La réponse fusa tellement évidente que j'aurais dû y penser moi-même :
« Salazar Serpentard, enfin son portrait, me l'a dit. »
« Qu'est-ce qu'il t'a dit exactement ? » interrogeai-je
« Quand je suis venu lui demander de nous organiser une entrevue avec Phineas Nigellus Black, il m'a reproché de ne pas être venu le voir depuis longtemps, ce qui était vrai, et surtout de ne pas lui avoir encore amené la petite Gaunt. » expliqua-t-il
« Et tu as compris immédiatement ce que cela signifiait ? » le questionnai-je
« En fait, oui. » admit-il « Sur le mémoire du Professeur Lupin, il était mentionné que Voldemort était le dernier représentant de la Maison des Gaunt par sa mère, et que c'est pour ça qu'il était Fourchelang. »
« Je vois. Et qu'est-ce que tu as dit à Salazar Serpentard ? » repris-je
« Je lui ai demandé de ne pas en parler à Delphini, de s'adresser à elle en parlant seulement de la Maison des Black, s'il devait lui dire quelque chose. » raconta Albus
« Et qu'est-ce qu'il t'a répondu ? » insistai-je
« Il m'a dit qu'il était d'accord, mais que je devrais bientôt lui dire la vérité. Qu'est-ce que vous en pensez ? Est-ce que je dois lui dire la vérité dès maintenant ? J'ai peur de lui faire du mal. » s'inquiéta-t-il
Il venait d'en arriver à la question qui le préoccupait. Et je n'avais pas la moindre certitude quant à la bonne réponse. Je coupai la poire en deux pour ne pas le mettre en difficulté, mais sans être vraiment certain d'avoir raison :
« Il est clair qu'il faudra le lui dire un jour, mais je ne vois pas l'urgence à le faire tout de suite. »

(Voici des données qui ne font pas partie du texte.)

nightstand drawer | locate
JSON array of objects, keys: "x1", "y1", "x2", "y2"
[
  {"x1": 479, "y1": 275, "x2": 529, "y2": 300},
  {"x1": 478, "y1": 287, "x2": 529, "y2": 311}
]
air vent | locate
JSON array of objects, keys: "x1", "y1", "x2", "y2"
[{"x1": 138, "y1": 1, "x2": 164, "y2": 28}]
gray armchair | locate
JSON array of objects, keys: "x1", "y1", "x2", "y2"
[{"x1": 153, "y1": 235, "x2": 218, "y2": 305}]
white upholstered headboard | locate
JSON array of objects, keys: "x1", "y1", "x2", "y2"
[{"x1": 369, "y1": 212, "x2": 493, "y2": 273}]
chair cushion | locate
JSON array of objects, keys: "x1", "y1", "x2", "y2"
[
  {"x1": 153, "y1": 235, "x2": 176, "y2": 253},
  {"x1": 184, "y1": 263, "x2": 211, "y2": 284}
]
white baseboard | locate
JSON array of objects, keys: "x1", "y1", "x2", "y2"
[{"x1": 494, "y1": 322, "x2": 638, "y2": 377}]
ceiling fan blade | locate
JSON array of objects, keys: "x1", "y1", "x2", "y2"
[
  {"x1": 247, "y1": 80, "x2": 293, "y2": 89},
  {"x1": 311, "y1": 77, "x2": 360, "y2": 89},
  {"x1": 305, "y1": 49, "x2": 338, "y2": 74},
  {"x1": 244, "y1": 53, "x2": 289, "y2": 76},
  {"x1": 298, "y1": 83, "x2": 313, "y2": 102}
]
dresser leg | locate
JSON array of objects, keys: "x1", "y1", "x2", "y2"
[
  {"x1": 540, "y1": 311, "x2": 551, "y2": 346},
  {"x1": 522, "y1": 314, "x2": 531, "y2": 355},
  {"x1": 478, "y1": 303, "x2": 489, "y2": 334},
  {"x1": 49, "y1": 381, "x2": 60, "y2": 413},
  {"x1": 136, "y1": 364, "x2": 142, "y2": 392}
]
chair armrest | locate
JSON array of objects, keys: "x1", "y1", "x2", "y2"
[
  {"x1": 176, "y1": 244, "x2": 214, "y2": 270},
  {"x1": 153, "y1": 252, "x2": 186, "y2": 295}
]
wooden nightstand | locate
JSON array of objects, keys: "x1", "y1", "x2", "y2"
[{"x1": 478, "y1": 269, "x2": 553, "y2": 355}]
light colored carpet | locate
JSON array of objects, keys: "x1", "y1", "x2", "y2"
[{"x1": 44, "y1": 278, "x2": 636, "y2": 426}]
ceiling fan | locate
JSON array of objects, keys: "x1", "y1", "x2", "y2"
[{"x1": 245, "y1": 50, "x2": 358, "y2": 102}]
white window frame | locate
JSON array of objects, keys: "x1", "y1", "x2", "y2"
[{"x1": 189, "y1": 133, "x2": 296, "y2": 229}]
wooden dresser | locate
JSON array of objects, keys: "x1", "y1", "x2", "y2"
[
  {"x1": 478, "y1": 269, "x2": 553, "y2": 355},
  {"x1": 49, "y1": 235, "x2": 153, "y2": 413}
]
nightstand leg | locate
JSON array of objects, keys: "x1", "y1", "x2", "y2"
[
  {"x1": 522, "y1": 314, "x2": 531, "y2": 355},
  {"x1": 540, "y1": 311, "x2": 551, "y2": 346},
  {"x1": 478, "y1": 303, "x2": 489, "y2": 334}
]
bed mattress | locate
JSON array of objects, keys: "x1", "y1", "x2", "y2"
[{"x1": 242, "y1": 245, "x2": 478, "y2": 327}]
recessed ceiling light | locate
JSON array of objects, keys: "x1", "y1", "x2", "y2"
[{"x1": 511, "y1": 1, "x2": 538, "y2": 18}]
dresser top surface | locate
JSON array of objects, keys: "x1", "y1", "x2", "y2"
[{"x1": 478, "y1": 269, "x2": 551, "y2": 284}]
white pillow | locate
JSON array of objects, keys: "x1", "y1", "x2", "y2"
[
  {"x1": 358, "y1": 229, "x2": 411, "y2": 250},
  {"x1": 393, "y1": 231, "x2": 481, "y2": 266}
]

Je sentis son soulagement, mais il restait songeur. En profitant du temps pluvieux, je lui proposai de faire une petite potion l'après-midi, histoire de lui donner l'opportunité de me dire le reste de ce qu'il avait en tête. Cela vint assez vite. Tout en pesant méticuleusement les yeux de scarabées, il lança sans me regarder :
« Vous savez, Delphini compte beaucoup pour moi et ça m'est égal qu'il soit son père. »
Ce fut à mon tour d'affirmer :
« Je sais, Albus, je sais. »
« J'espère que ça ne vous dérange pas trop. » ajouta-t-il avec une vraie inquiétude dans la voix
« Eh bien, disons que je vais faire mon possible pour m'en accommoder … » certifiai-je sans pouvoir me départir d'une certaine angoisse en me demandant ce qui se passerait le jour où cette information serait connue de tous
Aucun de nous ne revint plus sur la question de toutes les vacances. La deuxième semaine se passa tranquillement entre potions, parties d'échecs et petits plats concoctés par Tinny pour Albus. Notre seule distraction, alors que les mesures de sécurité prises au Manoir Malefoy nous interdisait d'y aller comme à ses habitants de venir nous voir, fut constituée par la visite d'Harry et de Ginny. J'aurais voulu retenir le temps, profiter un peu plus longtemps de cette quiétude, alors que je prévoyais que le retour à Poudlard risquait d'être compliqué, ce en quoi je ne fus pas déçu …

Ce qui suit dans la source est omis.